GRAND CANYON NATIONAL PARK – Tourists peer over the railing at the South Rim, where the earth falls away nearly a mile to the Colorado River below. A mother directs the youngest children in the group away from the rail with a no-nonsense tone, and the teens take turns holding out their phones for selfies with the massive gulch.

Kevin Hartigan isn't immune to the beauty. He lives with it every working day. But he has a special job to do, keeping nature and technology in harmony.

He walks beyond the visitors and points far down the South Rim. "That's where we rappelled off, down there," he says, indicating an area well beyond the barrier that protects visitors from a fall.

He describes a trip down the side of the Canyon to access a power line that was far beyond the reach of the few trails in the area.

Hartigan's relationship with the Canyon is much more intimate than many Arizonans'. As the local representative for Arizona Public Service Co., he is responsible for keeping the lights on and water flowing at the nation's second-busiest national park.

Sometimes that job involves checking fuses that serve the historic lodge or hotels at the park and the surrounding areas of Tusayan and Valle. Sometimes that job requires flying in a helicopter to the bottom of the Canyon to ensure the lights remain on at Phantom Ranch. Sometimes it's checking for a failed power line in a driving snowstorm.And sometimes it requires pushing off over the Canyon's edge to maintain the power lines.

"Some of our lines are inaccessible and to get to them, we have to make some rappels," he said.

The last such trip required four different descents down drops of 300 to 400 feet and being flown out of the remote area by helicopter.

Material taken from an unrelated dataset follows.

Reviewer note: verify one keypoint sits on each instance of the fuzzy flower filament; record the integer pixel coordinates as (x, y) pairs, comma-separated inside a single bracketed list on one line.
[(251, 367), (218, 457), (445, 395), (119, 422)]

"We were perfecting our rappelling skills and inspecting our lines," he said.

APS bought the remote power system at Grand Canyon from the National Park Service in the 1950s.

But the electrical system does more than just power the 800 or so hotels, homes and other customers on the Canyon's edge. It's important for keeping the taps flowing, too. Water at the South Rim of the Canyon is brought in via a pipe from the North Rim called the Transcanyon Water System. The pipe runs all the way down the north Canyon wall, over the river, and up the south wall, where pumps are required to get the water to the top of the Canyon.

The pumps are the biggest power load for the Park Service, and crucial for keeping the water in the tanks that supply the South Rim.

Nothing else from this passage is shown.